Saturday June 23, 2018 15:10

Thirst and Drought: Assad's New Weapon in Northern Homs

May 17th, 2017 by Iqtissad (independent economic magazine)

The regime's deliberate blocking of water to the Al-Rastan Dam could result in an environmental disaster for entire villages which rely on the Orontes River for food, income and irrigation, Iqtissad writes

Thirst and Drought: Assad

The land between the Al-Rastan Dam and Orontes River is considered the main agricultural land and “bread basket” for the northern countryside of Homs, as it helps supply the local market with more than 75 percent of vegetables and crops during four years of blockade.

Over the last five years, there has been no significant decrease in the level of water passing through the dam, enabling farmers to irrigate their crops like potatoes, onions, tomatoes and others.

However, the Assad regime recently started cutting the level of water flowing from the Orontes River from Qattinah Lake (which lies 40 kilometers upstream), threatening farmers’ crops and the amount of fish in the area.

Farmer Abou Mohamad, who relies on the Al-Rastan Dam to irrigate his land, told Iqtissad: “Last year we were worried about the drop of the water level, because if that happened the pumps’ consumption of diesel would increase to 20 liters per an hour, However, this year, with the recent drop of water level, the pumps' consumption raised to more than 25 liters per an hour.”

When the Syrian regime closed the water gates between Qattinah Lake and the Orontes, the villages of Al-Ganto, Deir Maala and Granada were hit by drought.

Already financially overstretched, local farmers pitched in to buy a system for drawing water to irrigate their lands, but the recent drop in water levels has made it difficult to irrigate a single field.

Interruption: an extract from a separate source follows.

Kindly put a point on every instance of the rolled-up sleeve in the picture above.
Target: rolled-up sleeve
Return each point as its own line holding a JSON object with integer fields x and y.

Abou Manhal, an agricultural engineer, told Iqtissad that the level of water had decreased significantly in the last 15 years since drought struck the Al-Ghab Plain.

The drop in fish numbers in the Orontes also poses a risk for locals, as 15 percent of the population of the northern countryside rely on fishing as a main source of income.

Abou Fayez, a resident of the town of Granada, told Iqtissad that he took up fishing for work after his release from prison. He said that with the drying of the lake during mating season, a drop in fish numbers would mean a certain drop in his source of income as well.

This article was edited by The Syrian Observer. Responsibility for the information and views set out in this article lies entirely with the author.